The film’s final episode is quite short when compared to the first two. After looking in on his new love – who is now fast asleep in bed – the exhausted writer falls asleep just as he has begun to write about the murderous exploits of Spring-Heeled Jack. His subsequent nightmare is initially represented by a series of wild but impressive Expressionist-style superimpositions that show Spring-Heeled Jack silently stalking him and his beloved as they try to escape from him within a fairground setting. Things grow even more sinister when the couple try to shake Jack off within a series of dark and deserted back streets. Werner Krauss is suitably menacing as their unrelenting pursuer.
The scary and disorientating world of the writer’s nightmare is brought to life by some excellent set designs that are reminiscent of those that were featured in Robert Wiene’s The Cabinet of Dr. Caligari (1920), which of course starred Werner Krauss as the eponymous doctor and Conrad Veidt as Cesare, the baleful somnambulist. Moody lighting and buildings that feature odd structural angles and painted shadows are employed to great effect until a welcome cross-fade effect returns the threatened couple to the real world, where they kiss for the first time and consolidate their budding relationship.
This finalé is a well-deserved happy ending for two wholly appealing characters and it brings the curtain down on a fine example of both silent cinema and German Expressionism on screen. Leni’s skill and original thinking as a film director and his exquisite vision as an art director come together in perfect synergy, while an impressive cast of actors works to bring Leni’s adventurous concepts to celluloid life in a wholly engrossing and satisfying way.
This is a fine-looking presentation given the nature of the film elements that the restorers had to work with. There is no surviving original negative of Waxworks so the restoration teams at the Deutsche Kinemathek and the Cineteca di Bologna brought together a number of contemporary prints and additional film materials from around the world to assemble the best-looking version of the film possible. The final result (which runs 81 minutes) is based on the original British release of Waxworks (which is 25 minutes shorter than the now lost German version). The British version may be edited but it plays coherently and Leni’s artistic visions do not feel compromised.

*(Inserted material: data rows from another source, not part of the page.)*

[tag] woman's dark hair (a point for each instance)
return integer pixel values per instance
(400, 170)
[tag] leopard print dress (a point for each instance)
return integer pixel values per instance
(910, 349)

The presentation’s picture quality fluctuates ever so slightly at times but it remains largely excellent. Indeed, the image is clear and sharp for the most part and it remains stable throughout. This is also quite a colourful presentation, since a variety of tinting and toning effects were employed to add drama and meaning to a number of sequences. There are two newly created musical accompaniments for Waxworks presented here. Richard Siedhoff’s offering is a more traditional sounding piano-led score, while the Ensemble Musikfabrik employ a fuller-sounding, band-led approach. Both are equally effective.
The release’s extra features include an audio commentary by the Australian film critic Adrian Martin, an interview with Julia Wallmüller of the Deutsche Kinemathek (in which she details some of the sequences that were cut from the British version of Waxworks), an interview with the film journalist Kim Newman and Rebus-Film Nr. 1 (Paul Leni’s short experimental film that originally played alongside Waxworks in German cinemas). The first 2,000 copies of this release come with a slipcase and a booklet that features writing by critics Philip Kemp, Richard Combs, and Wallmüller.